Pendant que l'hôtel de ville était envahi, la gendarmerie, située à deux pas, dans la rue Canquoin, qui donne sur la halle, tombait également au pouvoir du peuple. Les gendarmes furent surpris dans leur lit et désarmés en quelques minutes. Les poussées de la foule avaient entraîné Miette et Silvère de ce côté. L'enfant, qui serrait toujours la hampe du drapeau contre sa poitrine, fut collée contre le mur de la caserne, tandis que le jeune homme, emporté par le flot humain, pénétrait à l'intérieur et aidait ses compagnons à arracher aux gendarmes les carabines qu'ils avaient saisies à la hâte. Silvère, devenu farouche, grisé par l'élan de la bande, s'attaqua à un grand diable de gendarme nommé Rengade, avec lequel il lutta quelques instants. Il parvint, d'un mouvement brusque, à lui enlever sa carabine.
Le canon de l'arme alla frapper violemment Rengade au visage et lui creva l'œil droit. Le sang coula, des éclaboussures jaillirent sur les mains de Silvère, qui fut subitement dégrisé. Il regarda ses mains, il lâcha la carabine ; puis il sortit en courant, la tête perdue, secouant les doigts.
« Tu es blessé ! cria
Miette.
– Non, non, répondit-il d'une voix étouffée, c'est un
gendarme que je viens de tuer.
– Est-ce qu'il est mort ! ?
– Je ne sais pas, il avait du sang plein la figure. Viens vite. » Il entraîna la jeune fille. Arrivé à
la halle, il la fit asseoir sur un banc de pierre. Il lui dit de l'attendre là. Il regardait toujours ses mains, il balbutiait. Miette finit par comprendre, à ses paroles entrecoupées, qu'il voulait aller embrasser sa grand-mère avant de partir.

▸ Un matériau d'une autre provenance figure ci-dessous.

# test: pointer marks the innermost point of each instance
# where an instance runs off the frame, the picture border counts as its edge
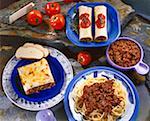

« Eh bien ! va, dit-elle. Ne t'inquiète pas de moi. Lave tes mains
. »

La Fortune des Rougon
Émile Zola
1870
C'est à ce moment précis que Silvère entama le chemin qui devait le faire sortir de l'enfance, comme si, brutalement, la couleur, la température et l'odeur fade du sang de Rengade avaient constitué le philtre puissant qui le transformerait en homme. Avant cela, et malgré ses dix-sept ans déjà sonnés, Silvère était encore un petit garçon. Il avait vu apparaître sur son corps les signes qui distinguent l'enfant de l'adulte sans y prêter attention. Solitaire et élevé par sa grand-mère, il ne savait rien de ce qu'il est convenu d'appeler « les choses de la vie ». Il s'éloignait des garçons de son âge dès qu'ils abordaient leurs exploits réels ou supposés avec les filles. Il savait que certains allaient certains soirs dépenser leur argent près de la Viorne, sans qu'il sût vraiment ce qui s'y passait et sans qu'il cherchât à le savoir. Quand son oncle Antoine avait tenté de l'affranchir sur la conduite passée de sa grand-mère, celui-ci avait considéré que le jeune homme en savait davantage qu'il n'en savait en réalité. Il n'avait donc pas vraiment compris ce qu'il lui disait de ses aventures avec le contrebandier, si ce n'était qu'elles n'étaient pas consacrées par les liens du mariage, ce dont il se moquait bien. En effet, épris de liberté et d'égalité, il considérait le mariage avec suspicion, qu'il fût civil ou religieux. Certes, il avait vu des animaux se livrer à la copulation et il avait compris que cet acte engendrait, après un temps plus ou moins long selon les espèces, la naissance de petits. Il n'avait pas pensé qu'il en allait de même pour les humains. Ce n'était pas qu'il fût demeuré, mais il lui était impossible de se figurer les couples qu'il connaissait se mettre soudainement à se comporter comme les chiens et les chiennes, les chats et les chattes, les étalons et les juments. Le sang du gendarme Rengade agit sur lui comme une initiation.
Zola augmenté
Daniel Diégèse
2014
Il s'éloigna rapidement, tenant ses doigts écartés, sans songer à les tremper dans les fontaines auprès desquelles il passait. Depuis qu'il avait senti sur sa peau la tiédeur du sang de Rengade, une seule idée le poussait, courir auprès de tante Dide et se laver les mains dans l'auge du puits, au fond de la petite cour. Là seulement, il croyait pouvoir effacer ce sang. Toute son enfance paisible et tendre s'éveillait, il éprouvait un besoin irrésistible de se réfugier dans les jupes de sa grand-mère, ne fut-ce que pendant une minute. Il arriva haletant. Tante Dide n'était pas couchée, ce qui aurait surpris Silvère en tout autre moment. Mais il ne vit pas même, en entrant, son oncle Rougon, assis dans un coin, sur le vieux coffre. Il n'attendit pas les questions de la pauvre vieille.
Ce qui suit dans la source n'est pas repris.